Je n’ai pas encore les chiffres définitifs. Nous étions
un peu soucieux du fait que c’est le dimanche des
élections et donc nous pensons que nous serons au
minimum au niveau du prévisionnel financier et de
fréquentation. Pour la Bodega, nous avons du refuser
beaucoup de monde déjà. On a rajouté sans cesse des
chaises au niveau du parterre de la face de la salle.
- Vous
avez ouvert la programmation aux arts visuels avec la
projection d’un film intitulé « Les fils du vent »
réalisé par Bruno Le Jean. Quelle est la raison de ce
choix ?
- Projeter
« Les fils du vent », au cinéma, c’est aussi un moyen de
pouvoir mettre à l’honneur la culture manouche, plus
particulièrement. A mi-chemin entre le reportage et le
film, « Les fils du vent » permet au spectateur de
s’introduire dans le quotidien de plusieurs personnages
issus de la culture manouche. Pour différentes raisons
comme le manque de dates et de budget dédié à cela, je
ne pouvais pas consacrer un spectacle à cette culture.

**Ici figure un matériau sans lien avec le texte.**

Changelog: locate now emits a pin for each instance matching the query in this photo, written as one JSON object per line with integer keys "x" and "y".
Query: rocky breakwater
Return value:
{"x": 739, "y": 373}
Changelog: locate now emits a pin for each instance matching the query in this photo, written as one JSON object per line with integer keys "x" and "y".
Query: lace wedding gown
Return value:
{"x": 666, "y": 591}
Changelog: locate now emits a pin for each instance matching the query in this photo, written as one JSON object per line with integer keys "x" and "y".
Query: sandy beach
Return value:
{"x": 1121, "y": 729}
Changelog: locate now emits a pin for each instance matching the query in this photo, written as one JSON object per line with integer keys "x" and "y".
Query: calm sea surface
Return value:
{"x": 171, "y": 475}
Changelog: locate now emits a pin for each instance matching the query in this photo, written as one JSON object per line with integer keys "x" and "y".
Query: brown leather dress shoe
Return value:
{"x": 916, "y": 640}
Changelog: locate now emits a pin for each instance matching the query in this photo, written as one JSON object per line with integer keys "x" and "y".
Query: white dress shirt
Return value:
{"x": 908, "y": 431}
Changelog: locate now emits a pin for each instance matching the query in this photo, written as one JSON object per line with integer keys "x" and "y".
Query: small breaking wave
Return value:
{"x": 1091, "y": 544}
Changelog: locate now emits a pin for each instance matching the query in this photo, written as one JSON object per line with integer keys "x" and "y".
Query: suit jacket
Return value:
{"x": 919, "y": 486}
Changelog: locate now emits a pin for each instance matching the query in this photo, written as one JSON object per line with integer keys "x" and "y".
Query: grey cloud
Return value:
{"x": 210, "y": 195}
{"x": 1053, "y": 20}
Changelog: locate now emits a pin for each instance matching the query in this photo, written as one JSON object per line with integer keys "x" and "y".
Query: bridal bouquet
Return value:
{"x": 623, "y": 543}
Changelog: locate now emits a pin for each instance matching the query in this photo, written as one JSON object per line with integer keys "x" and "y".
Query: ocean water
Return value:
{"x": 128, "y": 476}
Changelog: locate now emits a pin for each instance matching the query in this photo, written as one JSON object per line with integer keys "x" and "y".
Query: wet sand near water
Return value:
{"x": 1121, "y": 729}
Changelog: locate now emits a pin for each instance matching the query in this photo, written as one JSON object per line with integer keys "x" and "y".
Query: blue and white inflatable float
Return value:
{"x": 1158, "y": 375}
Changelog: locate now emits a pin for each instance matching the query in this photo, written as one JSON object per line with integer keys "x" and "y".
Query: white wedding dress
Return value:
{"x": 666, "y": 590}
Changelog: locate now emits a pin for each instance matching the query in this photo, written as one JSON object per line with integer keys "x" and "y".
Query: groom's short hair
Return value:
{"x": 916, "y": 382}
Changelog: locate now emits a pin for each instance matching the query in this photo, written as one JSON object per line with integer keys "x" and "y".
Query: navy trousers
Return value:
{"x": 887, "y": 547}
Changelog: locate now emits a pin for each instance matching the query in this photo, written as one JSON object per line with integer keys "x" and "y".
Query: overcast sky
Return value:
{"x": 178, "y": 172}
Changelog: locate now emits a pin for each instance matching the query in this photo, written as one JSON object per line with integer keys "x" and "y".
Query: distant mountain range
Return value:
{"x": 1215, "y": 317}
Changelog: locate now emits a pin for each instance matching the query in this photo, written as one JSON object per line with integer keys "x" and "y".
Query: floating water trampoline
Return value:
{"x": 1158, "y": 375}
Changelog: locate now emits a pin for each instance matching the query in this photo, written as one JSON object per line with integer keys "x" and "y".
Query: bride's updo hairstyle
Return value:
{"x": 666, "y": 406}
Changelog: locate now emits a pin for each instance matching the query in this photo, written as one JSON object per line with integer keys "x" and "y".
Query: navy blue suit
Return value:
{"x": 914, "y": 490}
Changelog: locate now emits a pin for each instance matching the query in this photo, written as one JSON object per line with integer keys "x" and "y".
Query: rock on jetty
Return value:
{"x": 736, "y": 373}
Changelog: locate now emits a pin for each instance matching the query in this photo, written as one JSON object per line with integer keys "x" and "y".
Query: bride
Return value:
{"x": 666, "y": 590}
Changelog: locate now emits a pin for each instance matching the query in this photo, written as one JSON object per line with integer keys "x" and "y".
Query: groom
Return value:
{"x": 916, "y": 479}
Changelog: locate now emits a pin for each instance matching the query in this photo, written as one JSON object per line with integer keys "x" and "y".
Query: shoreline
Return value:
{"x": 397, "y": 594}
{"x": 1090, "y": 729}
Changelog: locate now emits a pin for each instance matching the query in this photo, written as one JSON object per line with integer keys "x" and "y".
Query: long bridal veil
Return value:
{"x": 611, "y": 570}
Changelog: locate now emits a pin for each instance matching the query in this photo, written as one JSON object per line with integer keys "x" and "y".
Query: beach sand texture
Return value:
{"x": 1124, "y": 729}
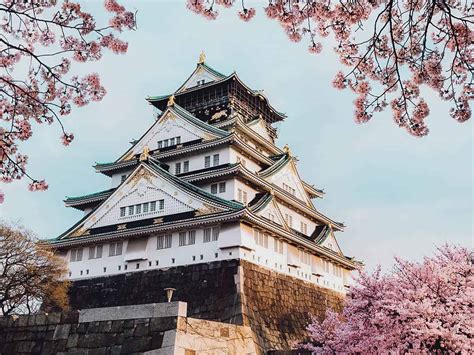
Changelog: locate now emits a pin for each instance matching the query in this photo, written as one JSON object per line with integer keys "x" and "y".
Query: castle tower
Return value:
{"x": 205, "y": 202}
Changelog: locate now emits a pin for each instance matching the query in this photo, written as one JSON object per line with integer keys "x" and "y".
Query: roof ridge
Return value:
{"x": 188, "y": 185}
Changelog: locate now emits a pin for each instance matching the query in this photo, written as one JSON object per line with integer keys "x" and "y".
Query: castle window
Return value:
{"x": 76, "y": 254}
{"x": 241, "y": 161}
{"x": 242, "y": 196}
{"x": 326, "y": 266}
{"x": 278, "y": 246}
{"x": 215, "y": 233}
{"x": 305, "y": 257}
{"x": 95, "y": 252}
{"x": 192, "y": 237}
{"x": 215, "y": 159}
{"x": 164, "y": 241}
{"x": 261, "y": 238}
{"x": 115, "y": 249}
{"x": 304, "y": 228}
{"x": 182, "y": 239}
{"x": 207, "y": 235}
{"x": 221, "y": 187}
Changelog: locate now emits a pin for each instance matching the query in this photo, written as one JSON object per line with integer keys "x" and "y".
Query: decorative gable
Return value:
{"x": 286, "y": 177}
{"x": 174, "y": 127}
{"x": 146, "y": 194}
{"x": 273, "y": 213}
{"x": 259, "y": 126}
{"x": 331, "y": 243}
{"x": 201, "y": 76}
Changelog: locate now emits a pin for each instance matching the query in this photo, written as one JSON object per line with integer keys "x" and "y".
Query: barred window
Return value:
{"x": 95, "y": 252}
{"x": 76, "y": 254}
{"x": 115, "y": 248}
{"x": 215, "y": 233}
{"x": 192, "y": 237}
{"x": 221, "y": 187}
{"x": 215, "y": 159}
{"x": 182, "y": 239}
{"x": 207, "y": 235}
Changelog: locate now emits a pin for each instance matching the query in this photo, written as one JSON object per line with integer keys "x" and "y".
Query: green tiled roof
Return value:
{"x": 195, "y": 189}
{"x": 83, "y": 197}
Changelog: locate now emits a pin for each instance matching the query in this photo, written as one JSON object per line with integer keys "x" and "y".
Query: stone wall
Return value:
{"x": 152, "y": 329}
{"x": 208, "y": 289}
{"x": 277, "y": 307}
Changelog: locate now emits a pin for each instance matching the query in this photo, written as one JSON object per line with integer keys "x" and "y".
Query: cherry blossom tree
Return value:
{"x": 39, "y": 42}
{"x": 420, "y": 308}
{"x": 392, "y": 49}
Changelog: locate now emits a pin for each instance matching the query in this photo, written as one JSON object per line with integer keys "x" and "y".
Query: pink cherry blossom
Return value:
{"x": 420, "y": 308}
{"x": 391, "y": 47}
{"x": 48, "y": 93}
{"x": 247, "y": 14}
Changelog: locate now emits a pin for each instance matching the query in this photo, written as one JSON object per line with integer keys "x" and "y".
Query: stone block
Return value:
{"x": 61, "y": 331}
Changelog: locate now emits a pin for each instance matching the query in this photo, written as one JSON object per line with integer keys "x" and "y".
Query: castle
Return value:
{"x": 206, "y": 203}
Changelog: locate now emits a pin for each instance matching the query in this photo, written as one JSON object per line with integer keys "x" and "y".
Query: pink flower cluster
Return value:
{"x": 406, "y": 46}
{"x": 48, "y": 93}
{"x": 421, "y": 308}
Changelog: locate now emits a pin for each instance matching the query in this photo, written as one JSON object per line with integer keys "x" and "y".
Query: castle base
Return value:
{"x": 276, "y": 307}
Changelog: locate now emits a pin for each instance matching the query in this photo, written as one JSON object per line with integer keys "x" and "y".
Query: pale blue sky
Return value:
{"x": 398, "y": 195}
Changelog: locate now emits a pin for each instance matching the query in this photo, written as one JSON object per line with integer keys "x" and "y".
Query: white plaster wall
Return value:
{"x": 116, "y": 179}
{"x": 239, "y": 184}
{"x": 249, "y": 163}
{"x": 229, "y": 188}
{"x": 196, "y": 160}
{"x": 236, "y": 241}
{"x": 297, "y": 218}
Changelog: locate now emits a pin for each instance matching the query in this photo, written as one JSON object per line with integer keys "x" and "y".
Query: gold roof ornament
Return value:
{"x": 145, "y": 154}
{"x": 171, "y": 101}
{"x": 202, "y": 58}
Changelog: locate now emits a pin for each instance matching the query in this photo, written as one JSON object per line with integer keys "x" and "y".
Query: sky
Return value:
{"x": 398, "y": 195}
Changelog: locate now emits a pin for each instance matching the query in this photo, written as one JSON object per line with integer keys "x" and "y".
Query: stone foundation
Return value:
{"x": 277, "y": 307}
{"x": 151, "y": 329}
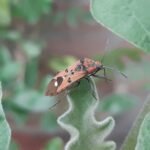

Donc, au travers de ce film qui est formidable, je
trouvais intéressant de rappeler que les cultures
gitanes sont, somme toute, assez nombreuses ( cultures
Rom, manouche, sévillane ou gitane dans le terme général
des choses) et qu’il est bon aussi de pouvoir avoir un
éclairage et une meilleure connaissance de ces cultures
là, par les temps qui courent. C’est essentiel de casser
les clichés et de mieux connaitre le pourquoi des codes,
les savoir être et savoir-faire des personnes pour mieux
les apprécier. Quand on connait l’autre, il n’est plus
un étranger, il n’est plus étrange, il ne fait pas peur
et on a plus de facilité à vivre ensemble. Je pense que,
tant qu’il y aura la culture et les moyens de faire ce
genre de connaissances, nous serons mieux à même et plus
capables de vivre ensemble.
- Dans
votre programmation artistique, vous incluez aussi les
artistes de la région Midi-Pyrénées et pour cette
édition, nous avons eu le plaisir de voir le spectacle
d’un trio de guitaristes très connus du public : Serge
Lopez, Kiko Ruiz et Bernardo Sandoval. Que
souhaitez-vous nous dire à ce sujet ?
- En
définitive, il y a les Espagnols de Toulouse et les
Espagnols d’Espagne, mais ils ont en commun une âme
ibérique. Elle coule dans leurs veines ; c’est ce qui
les fait vibrer, écrire, chanter, danser. Certains n’ont
pas eu la chance, de par leur histoire, de pouvoir vivre
en Espagne. Les 3 artistes que vous avez cités sont des
fils de l’exil. Ils vivent leur ibérité à Toulouse mais
ils vont très souvent en Espagne. De toutes façons, l’ibérité,
la culture gitane, elle est dans leur être, elle est
intrinsèque. Qu’ils vivent à Toulouse où à Almeria, elle
s’exprime, elle transpire dans leur art, sur scène et
dans leur quotidien. Par les Pyrénées, nous avons un
lien géographique avec l’Espagne. Eux, c’est aussi le
lien humain et l’héritage vivant qui les rattachent à
l’Espagne et, cela, il faut le partager. C’était
tellement beau hier ! Ils étaient si généreux, si
talentueux et très élégants!
-
Quelles sont vos impressions sur cette édition? En êtes-vous satisfaite ?
- … En
définitive, le rêve s’est réalisé, car tout était au
rendez-vous : le talent des artistes, le public et la
connivence entre les deux. Dans tous les spectacles, le
lien entre le public et les artistes était là. Sur
facebook, nous avons beaucoup de témoignages du public
et les gens sont de cet avis ; certains ne croyaient pas
qu’il pouvait y avoir une telle programmation dans notre
région. Donc, une fois de plus, le bilan est on ne peut
plus satisfaisant, dans tous les registres. Je sais
qu’il restera une trace car au-delà de l’artistique car
il s’est passé quelque chose humainement.
-
Avez-vous déjà une idée de la programmation de la
prochaine édition ? Travaillez-vous longtemps à l’avance
entre chaque édition ?
- Un an
avant, je travaille. La prochaine biennale aura lieu
dans deux ans, mais chaque année, je donne un grand
spectacle de Flamenco parce que le public me le demande.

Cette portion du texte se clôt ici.